Sian Rowlad has written a fantastic piece of theatre in the form of Gazing At A Distant Star at Greenwich Theatre which runs from 13 to 29 January 2017. Here, Sian tells Break A Leg all about it:
Thanks for talking to Break A Leg. Tell me about the production, the inspiration for it and how easy it was to put down on paper.
Gazing At A Distant Star is a play about those who go missing and those who are left behind and opens this Friday 13th (luckily I’m not superstitious!) at Greenwich Theatre Studio in London. It was inspired by several things: I sing with my local Rock Choir and we did a lot gigs for the charity Missing People. Before each performance someone who had experienced a loved one going missing would talk to the audience and their stories stayed with me. It lent an extra poignancy to our singing! I thought of missing people as mostly young runaways but there are so many reasons people go missing- either voluntarily or through force. This hit home when the three schoolgirls from east London disappeared from their homes to join IS. The news focused on the girls themselves but I kept wondering how the families of the girls coped. Would they feel able to mourn the loss of their daughters or sisters while the world judged them? Did they go over every word and every action and wonder where it went wrong? There are thousands of stories that may not even make the news and that really got me thinking.

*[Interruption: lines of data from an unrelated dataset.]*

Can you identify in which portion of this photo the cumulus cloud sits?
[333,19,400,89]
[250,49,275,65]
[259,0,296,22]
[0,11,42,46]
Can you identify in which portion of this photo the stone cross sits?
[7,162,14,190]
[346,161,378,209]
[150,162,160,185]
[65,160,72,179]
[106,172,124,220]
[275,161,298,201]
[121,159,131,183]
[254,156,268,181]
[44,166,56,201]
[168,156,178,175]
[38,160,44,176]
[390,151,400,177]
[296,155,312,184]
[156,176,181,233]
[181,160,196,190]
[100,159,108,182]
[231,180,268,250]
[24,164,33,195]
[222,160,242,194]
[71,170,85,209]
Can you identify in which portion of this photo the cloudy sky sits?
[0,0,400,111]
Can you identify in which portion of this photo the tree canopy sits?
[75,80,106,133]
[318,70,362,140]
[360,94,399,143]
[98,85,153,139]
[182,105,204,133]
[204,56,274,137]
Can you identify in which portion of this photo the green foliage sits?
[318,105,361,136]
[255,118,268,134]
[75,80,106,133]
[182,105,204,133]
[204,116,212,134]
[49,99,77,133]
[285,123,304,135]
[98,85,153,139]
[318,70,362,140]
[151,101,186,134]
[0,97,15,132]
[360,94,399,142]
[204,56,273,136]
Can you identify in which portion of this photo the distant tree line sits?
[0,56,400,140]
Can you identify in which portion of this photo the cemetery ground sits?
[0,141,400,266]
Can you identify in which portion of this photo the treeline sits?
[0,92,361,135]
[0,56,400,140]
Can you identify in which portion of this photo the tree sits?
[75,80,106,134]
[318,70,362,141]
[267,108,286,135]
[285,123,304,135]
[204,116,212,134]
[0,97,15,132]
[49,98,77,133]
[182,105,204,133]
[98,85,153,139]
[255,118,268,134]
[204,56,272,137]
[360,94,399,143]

I’m also interested in how tough things are for young people at the moment. They live in a world of university fees, zero hours contracts and lack of jobs so I wanted to bring in those themes too.
I started with Karen’s story as a stand alone monologue and then wove Arun and Anna’s stories into the narrative. The play grew and grew and at one point I printed it out, sat on the floor and cut and glued bits together until it felt right. It’s had many, many rewrites and edits and I’ve been lucky enough to have some readers along the way who have given me really perceptive feedback.
I’m also thrilled that it’s having its debut at Greenwich Theatre. Greenwich Theatre is a real stalwart of the London theatre scene and under the artistic direction of James Haddrell has gone from strength to strength in recent years. The theatre recently received a grant to create a brand new studio space and my Gazing At A Distant Star is kicking off the spring season.
I was keen to give something back to Missing People so on the 19th we’ll be having a special performance where a percentage of ticket sales go to the charity. The evening will be introduced by Bafta award-winning actress Monica Dolan (recently seen on our screens in Witness for the Prosecution) who got involved in the charity after playing Rosemary West in Appropriate Adult.
What were your ideas for casting? Did you know who you were looking for to fill the role(s)?
I’m really lucky that James Haddrell is directing the play himself and has created a perfect cast. Victoria Porter plays Karen and has been attached to the play since it was a short monologue. Her performance as a grieving mother is just astounding. Serin Ibrahim brings a real tenderness to the part of Anna and Television Workshop graduate Harpal Hayer is perfect as Arun who is caught between generations and cultures. All three have worked so hard to really embody the characters and create something special and moving. There are also some lighter moments and all three actors are able to bring light and shade to the parts.
Have rehearsals altered your perception at all?
For me, the joy of being a playwright is passing over the script to the director and actor who use it a starting point to create a world for the characters. I love the way actors take a bunch of words that came from my head and bring them to life. I’ve left them to it as it belongs to them now and besides, I’m self-employed so need to get on with the day job!
How does the space lend itself to the piece?
The studio has a fresh, open feel and seating is very flexible which works well as I want the focus to be on the actions of the characters rather than set. I like the idea of the audience feeling close to the action but still separate. It’s also fully accessible which is great as many studios seems to involve steep stairs.
What do you hope the audience will take away from the piece?
It’s human nature to try and neatly package people so the play reminds us to not make assumptions and to look at the complex stories behind the headlines. I borrowed the title from a line by Haruki Murakumi as it made me think about how we never really know what’s going in someone’s life. It’s also a reminder that all our lives are irrevocably interlinked and if one part is removed then the whole can unravel.
Finally, what’s your advice for budding writers?
Read, watch, listen and learn from those who are in the business. There are so many people out there who offer wise words of advice to writers at every stage. Try writing lots of different genres until you find your niche. I found my voice by blogging about my redundancy following government cuts!